L’émergence de nouvelles opportunités
Lors des enquêtes terrain, 4 supermarchés et trois marchés Bio ont été approchés. Tous ont montré un vif intérêt pour les fruits associés dans les systèmes agroforestiers de cacao et souhaitent travailler avec les producteurs afin de mettre en place de nouvelles filières. Les produits issus des systèmes agroforestiers de Cacao présentent l’avantage d’être issus de l’agriculture biologique et devraient en recevoir la certification rapidement.
Cependant développer ces nouvelles filières n’est pas chose aisée. D’un côté les supermarchés demandent une forte organisation afin d’assurer la livraison de grandes quantités de produits de manière régulière.
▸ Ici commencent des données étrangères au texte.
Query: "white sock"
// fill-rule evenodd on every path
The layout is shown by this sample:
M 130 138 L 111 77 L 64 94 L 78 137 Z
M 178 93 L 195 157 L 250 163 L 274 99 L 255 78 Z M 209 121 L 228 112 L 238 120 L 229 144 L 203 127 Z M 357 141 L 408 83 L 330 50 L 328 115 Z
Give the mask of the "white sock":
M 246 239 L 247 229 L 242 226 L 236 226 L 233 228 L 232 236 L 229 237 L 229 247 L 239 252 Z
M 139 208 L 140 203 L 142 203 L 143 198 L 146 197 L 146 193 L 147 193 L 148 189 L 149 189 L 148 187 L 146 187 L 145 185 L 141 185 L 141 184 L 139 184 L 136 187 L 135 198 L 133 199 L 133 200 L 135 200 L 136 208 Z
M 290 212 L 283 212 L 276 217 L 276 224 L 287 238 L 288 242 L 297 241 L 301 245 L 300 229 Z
De l’autre, les marchés bio plus souples, et plus facile à intégrer ne cherchent à s’approvisionner qu’en petites quantités.
Aujourd’hui les producteurs sont regroupés dans une coopérative pour la vente du cacao. Ce fonctionnement leur permet de centraliser les productions, augmenter les volumes, simplifier la logistique et négocier les prix à plus grande échelle. Reproduire ce schéma pour créer de nouvelles filières permettrait donc de tirer un meilleur profit des ventes de produits issus des systèmes agroforestiers tout en facilitant son organisation. Les coopératives de cacao partenaires du projet Cacao-Forest se montrent intéressées à développer ces nouveaux marchés et élargir ainsi les services rendus à ses membres.
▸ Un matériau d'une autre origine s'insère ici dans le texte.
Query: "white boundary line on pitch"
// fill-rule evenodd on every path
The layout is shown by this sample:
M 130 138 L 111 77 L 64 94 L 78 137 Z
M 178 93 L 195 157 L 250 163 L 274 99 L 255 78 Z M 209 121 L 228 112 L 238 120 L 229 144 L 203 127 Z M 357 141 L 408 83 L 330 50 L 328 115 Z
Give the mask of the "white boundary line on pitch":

En se regroupant, les producteurs pourraient mieux répondre aux exigences de volume et de régularité des supermarchés, ce qui leur assurerait un revenu régulier.
Les prochains mois devraient donc voir le développement de petites filières mieux structurées pour tester ces nouveaux marchés avant peut-être de pouvoir intégrer au fur et à mesure la plupart des producteurs membres des coopératives de cacao.